Where Noir gets particularly interesting is its LLM integration for unsupported frameworks. When it encounters routing patterns it doesn't have a native parser for, it can invoke language models to extract endpoint information. This approach trades some precision for massive coverage expansion. A custom internal framework written in Go? The LLM mode attempts extraction even without a dedicated Go analyzer. It's imperfect but pragmatic—better to discover 80% of endpoints in an unsupported framework than 0%.

The tool also handles parameter extraction intelligently. Path parameters like :id, query parameters defined in code, and request body schemas all get captured and included in output. This metadata becomes crucial when feeding endpoints to fuzzing tools—knowing that /api/users/:id expects a numeric ID parameter means your fuzzer can generate appropriate test cases rather than random strings.

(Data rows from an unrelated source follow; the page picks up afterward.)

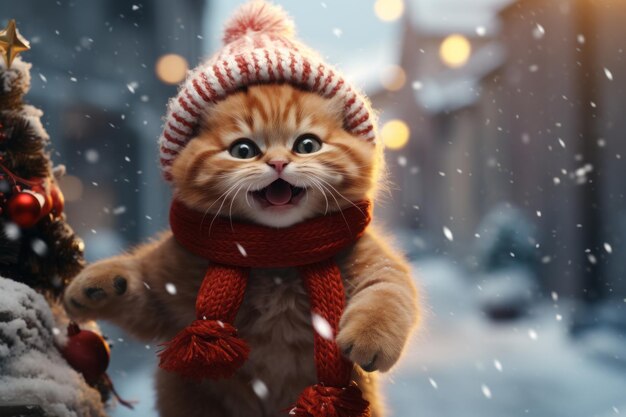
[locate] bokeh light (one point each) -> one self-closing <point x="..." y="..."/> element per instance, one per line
<point x="171" y="68"/>
<point x="395" y="134"/>
<point x="393" y="78"/>
<point x="455" y="51"/>
<point x="389" y="10"/>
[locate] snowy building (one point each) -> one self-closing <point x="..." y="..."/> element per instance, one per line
<point x="515" y="124"/>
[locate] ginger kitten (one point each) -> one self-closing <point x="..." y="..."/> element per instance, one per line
<point x="273" y="155"/>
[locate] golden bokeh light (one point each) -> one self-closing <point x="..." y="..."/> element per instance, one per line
<point x="455" y="51"/>
<point x="389" y="10"/>
<point x="171" y="68"/>
<point x="393" y="78"/>
<point x="395" y="134"/>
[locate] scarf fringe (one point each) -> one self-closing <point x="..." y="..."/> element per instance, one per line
<point x="205" y="349"/>
<point x="321" y="401"/>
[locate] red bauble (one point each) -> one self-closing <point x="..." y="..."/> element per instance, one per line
<point x="58" y="201"/>
<point x="87" y="352"/>
<point x="24" y="208"/>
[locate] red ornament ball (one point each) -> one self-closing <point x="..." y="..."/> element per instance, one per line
<point x="87" y="352"/>
<point x="24" y="208"/>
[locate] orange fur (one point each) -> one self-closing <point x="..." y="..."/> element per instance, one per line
<point x="274" y="318"/>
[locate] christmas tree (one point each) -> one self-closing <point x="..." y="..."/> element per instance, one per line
<point x="37" y="246"/>
<point x="39" y="254"/>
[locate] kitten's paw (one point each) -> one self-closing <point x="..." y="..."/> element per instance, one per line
<point x="97" y="290"/>
<point x="372" y="339"/>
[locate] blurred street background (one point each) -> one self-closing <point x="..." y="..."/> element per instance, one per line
<point x="505" y="128"/>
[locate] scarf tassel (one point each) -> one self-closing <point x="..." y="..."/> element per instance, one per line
<point x="322" y="401"/>
<point x="205" y="349"/>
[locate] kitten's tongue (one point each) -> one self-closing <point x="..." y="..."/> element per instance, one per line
<point x="278" y="193"/>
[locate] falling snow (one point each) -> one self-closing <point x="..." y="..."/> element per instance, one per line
<point x="170" y="288"/>
<point x="321" y="326"/>
<point x="242" y="250"/>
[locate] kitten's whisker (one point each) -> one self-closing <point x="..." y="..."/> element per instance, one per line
<point x="223" y="195"/>
<point x="338" y="206"/>
<point x="230" y="190"/>
<point x="248" y="192"/>
<point x="317" y="184"/>
<point x="341" y="195"/>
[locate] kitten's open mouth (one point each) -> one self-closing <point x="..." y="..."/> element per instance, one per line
<point x="280" y="193"/>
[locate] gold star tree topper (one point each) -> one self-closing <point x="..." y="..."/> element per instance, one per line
<point x="12" y="43"/>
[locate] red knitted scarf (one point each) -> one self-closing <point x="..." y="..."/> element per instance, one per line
<point x="209" y="347"/>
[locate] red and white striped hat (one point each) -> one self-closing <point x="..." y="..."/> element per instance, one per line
<point x="259" y="47"/>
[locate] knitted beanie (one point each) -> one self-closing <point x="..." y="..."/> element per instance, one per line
<point x="259" y="48"/>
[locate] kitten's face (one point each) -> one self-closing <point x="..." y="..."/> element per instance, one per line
<point x="274" y="155"/>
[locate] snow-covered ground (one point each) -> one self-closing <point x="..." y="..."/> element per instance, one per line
<point x="460" y="364"/>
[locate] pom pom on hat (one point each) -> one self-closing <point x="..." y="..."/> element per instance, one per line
<point x="261" y="17"/>
<point x="260" y="48"/>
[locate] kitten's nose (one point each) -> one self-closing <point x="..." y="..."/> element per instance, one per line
<point x="278" y="165"/>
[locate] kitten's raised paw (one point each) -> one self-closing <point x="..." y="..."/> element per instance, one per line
<point x="96" y="290"/>
<point x="372" y="340"/>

Integration with existing DevSecOps pipelines is straightforward. Run Noir during CI, export endpoints as JSON artifacts, then pass that artifact to your DAST stage. Tools like ZAP and Burp Suite can import the endpoint list and systematically test each discovered route with authentication contexts that runtime crawlers would miss. This is the SAST-to-DAST bridge in practice: static analysis discovers the attack surface, dynamic analysis probes it for vulnerabilities.

Gotcha

Static analysis has inherent limitations that Noir can't fully overcome. Dynamically constructed routes are its Achilles heel. If your application builds endpoint paths at runtime based on database configuration or environment variables, Noir won't see them in source code. Frameworks that use heavy metaprogramming or reflection to define routes present similar challenges—the endpoint definitions exist in code but aren't statically analyzable without executing the program.

Framework coverage is comprehensive but not universal. Popular frameworks like Express, Flask, Django, Rails, and Spring Boot have mature analyzers with high accuracy. Newer frameworks, internal custom routing libraries, or niche languages might fall back to LLM-based extraction with significantly lower confidence. The difference between native parsing and LLM extraction is the difference between "these are definitely your endpoints" and "these might be your endpoints." You'll want to validate LLM-discovered routes before trusting them in production security testing. Additionally, complex routing logic—like conditional routes that register based on feature flags or middleware that dynamically modifies paths—may produce incomplete or incorrect results. Noir excels at straightforward declarative routing but struggles with imperative endpoint construction.

Verdict

Use if: You're conducting whitebox security assessments with source code access and need comprehensive endpoint enumeration, especially across polyglot codebases with multiple frameworks. Use it when your API documentation is suspect or nonexistent and you need ground truth from code. It's invaluable in DevSecOps pipelines where you're feeding discovered endpoints into DAST tools for authenticated scanning, or when you're mapping attack surfaces for penetration testing and want to ensure nothing gets missed. The OpenAPI export alone justifies adoption if you're trying to bootstrap API documentation from legacy codebases. Skip if: You only have runtime access to applications without source code—use a crawling proxy instead. Skip it if your APIs are already comprehensively documented with actively maintained OpenAPI specs that you trust, or if your frameworks rely heavily on dynamic route construction that static analysis can't capture. Also skip if you're looking for general-purpose SAST that detects SQL injection or XSS—Noir is specialized for endpoint discovery, not vulnerability detection. It tells you where to test, not what's broken.